君知るや南の国
レモンの木は花咲き くらき林の中に
こがね色したる柑子は枝もたわわに実り
青き晴れたる空より しづやかに風吹き
ミルテの木はしづかに ラウレルの木は高く
雲にそびえて立てる国や 彼方へ
君とともに ゆかまし
これは森鴎外の訳。原詩はドイツ語。
ミルテとはマートル。英国でも通りの名前になっていたりとか有名な木。
ラウレル=ローレル。月桂樹と訳せばよかったのに・・。
レモンにオレンジ、マートルにローレル・・色鮮やかな、香り高い植物が青い空に輝く、イタリア。
北の国の寒くて暗い冬に、このような土地にどれだけ憧れることだろう。
時が静止したような戦争の絵。オレンジと深緑の葉の対照が絵のアクセントになっている。
www.nationalgallery.org.uk今気づいたが、白いボールのような花はたぶんバラ。
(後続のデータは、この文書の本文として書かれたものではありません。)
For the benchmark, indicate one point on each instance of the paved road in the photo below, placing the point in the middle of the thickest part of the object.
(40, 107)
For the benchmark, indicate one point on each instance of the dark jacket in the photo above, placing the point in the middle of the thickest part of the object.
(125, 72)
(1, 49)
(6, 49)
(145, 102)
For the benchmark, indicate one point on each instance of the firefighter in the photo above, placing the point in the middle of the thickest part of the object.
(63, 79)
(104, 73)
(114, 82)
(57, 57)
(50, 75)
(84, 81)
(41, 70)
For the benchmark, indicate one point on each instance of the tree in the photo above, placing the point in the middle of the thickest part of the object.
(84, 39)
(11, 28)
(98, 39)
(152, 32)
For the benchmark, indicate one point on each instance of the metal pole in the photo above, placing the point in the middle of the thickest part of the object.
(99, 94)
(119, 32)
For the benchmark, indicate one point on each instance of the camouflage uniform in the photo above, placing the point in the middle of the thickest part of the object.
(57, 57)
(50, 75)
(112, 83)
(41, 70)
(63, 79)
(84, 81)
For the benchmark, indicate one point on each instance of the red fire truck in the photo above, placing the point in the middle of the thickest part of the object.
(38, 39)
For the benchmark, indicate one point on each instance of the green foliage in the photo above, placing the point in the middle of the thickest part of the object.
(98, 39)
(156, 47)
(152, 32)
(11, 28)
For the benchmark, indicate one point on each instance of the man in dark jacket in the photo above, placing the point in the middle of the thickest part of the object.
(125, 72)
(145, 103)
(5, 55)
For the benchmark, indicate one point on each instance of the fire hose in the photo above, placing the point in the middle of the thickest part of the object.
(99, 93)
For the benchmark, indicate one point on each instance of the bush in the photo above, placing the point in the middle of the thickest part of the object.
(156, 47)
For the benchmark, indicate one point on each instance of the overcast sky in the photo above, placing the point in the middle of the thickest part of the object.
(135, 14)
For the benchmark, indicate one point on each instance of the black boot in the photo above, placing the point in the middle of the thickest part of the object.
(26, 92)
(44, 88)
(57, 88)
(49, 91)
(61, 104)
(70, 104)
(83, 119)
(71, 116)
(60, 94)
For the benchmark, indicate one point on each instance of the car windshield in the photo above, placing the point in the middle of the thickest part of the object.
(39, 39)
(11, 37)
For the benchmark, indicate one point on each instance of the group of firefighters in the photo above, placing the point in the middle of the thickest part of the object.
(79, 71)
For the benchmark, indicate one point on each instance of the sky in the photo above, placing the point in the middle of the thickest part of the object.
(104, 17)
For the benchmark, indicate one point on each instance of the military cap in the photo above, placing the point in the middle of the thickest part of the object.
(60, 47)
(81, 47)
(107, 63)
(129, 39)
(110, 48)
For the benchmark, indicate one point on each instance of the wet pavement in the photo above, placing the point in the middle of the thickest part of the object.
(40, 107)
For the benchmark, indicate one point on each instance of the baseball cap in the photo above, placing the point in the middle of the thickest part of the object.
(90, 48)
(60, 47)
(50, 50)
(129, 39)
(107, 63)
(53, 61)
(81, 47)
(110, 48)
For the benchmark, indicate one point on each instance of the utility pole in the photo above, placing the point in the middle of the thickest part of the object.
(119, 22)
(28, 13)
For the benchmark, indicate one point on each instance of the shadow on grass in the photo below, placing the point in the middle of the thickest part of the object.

がくの部分が描き込まれている。
スーパーの配送でレモンを買ったつもりがどういうわけかベルガモットが届いた。
ふと思いついて皮を切ってお茶に入れてみた。
気を失いそうになるほどの香り。
実のほうは、少し切ってはちみつをかけたヨーグルトに入れてみたら幸せすぎた。
ベルガモットの香りといえばアールグレイの紅茶。我が家にもある。
しかしフレッシュなベルガモットときたら・・君よ知るや南の国、と口ずさみたくなる。
レモンにはない甘さ。
実はクリスマスプレゼントにレモンの木を予定していた。
21世紀のイギリス、年々夏は暑く、冬も気温が下がりにくくなりつつあって、冬場は温室でしか栽培できなかったレモンの木もこの頃は外に出したままの家もあるようになった。レモンは品種によってはほぼ一年中実がなりつづけるようで、うちの近所のレモンの木も年中黄色い実がついている。
オランジェリー、というのはガラスの大型温室を指す言葉で、昔貴族がオレンジやレモンの木を温室で育てて楽しんでいたところから来る。キューガーデンにもオランジェリーという、今はレストランになっているガラス張りのお部屋がある。北の国ではお金持ちの贅沢品だったのだ。
実はともかく、柑橘系植物の花のあの香りが家にあったらどんなに幸せだろう、と思って、夫に聞いてみたらあっさり許可された。花を買うというといい顔をしないが、果物や野菜など実用になればいいらしい。
それでレモンの品種を決めてほとんど注文する寸前だったのだが・・ベルガモットに変えました。
柑橘系の木は肥料も土も専用のものが必要。あと、虫との戦いがあるかも・・日本だとオレンジやレモンはアゲハの幼虫の大好物。ロンドンでは見かけないけれど、別の虫がくる。しかし実を利用するので基本的に農薬は使えない。そして日光。我が家では自動的にフロントガーデンに行ってもらうことになる。
とまあいろいろ大変そう。でも、この香りが家にあるならいいな。幸せになれる。
今もお茶を飲みながら書いているのだけど、本当に、冬を忘れる。クリスマスから新年に行ったシチリアを思い出す。マーケットで買ったブラッドオレンジが素晴らしくおいしかった。
お茶のほか、アイスクリームやお菓子などにも使える。お酒を飲む人ならカクテルや、梅酒の要領でお酒を作ることもできるだろう。
オレンジやレモンの実生は相当大変らしい。ただ挿し木はできるようなので、育てて安定してきたらやってみようかな。
・・などと逃避している場合じゃなかったよ~涙 年末の足音がひたひたと聞こえてくる。まぬ犬を抱いて南の国に逃亡したい。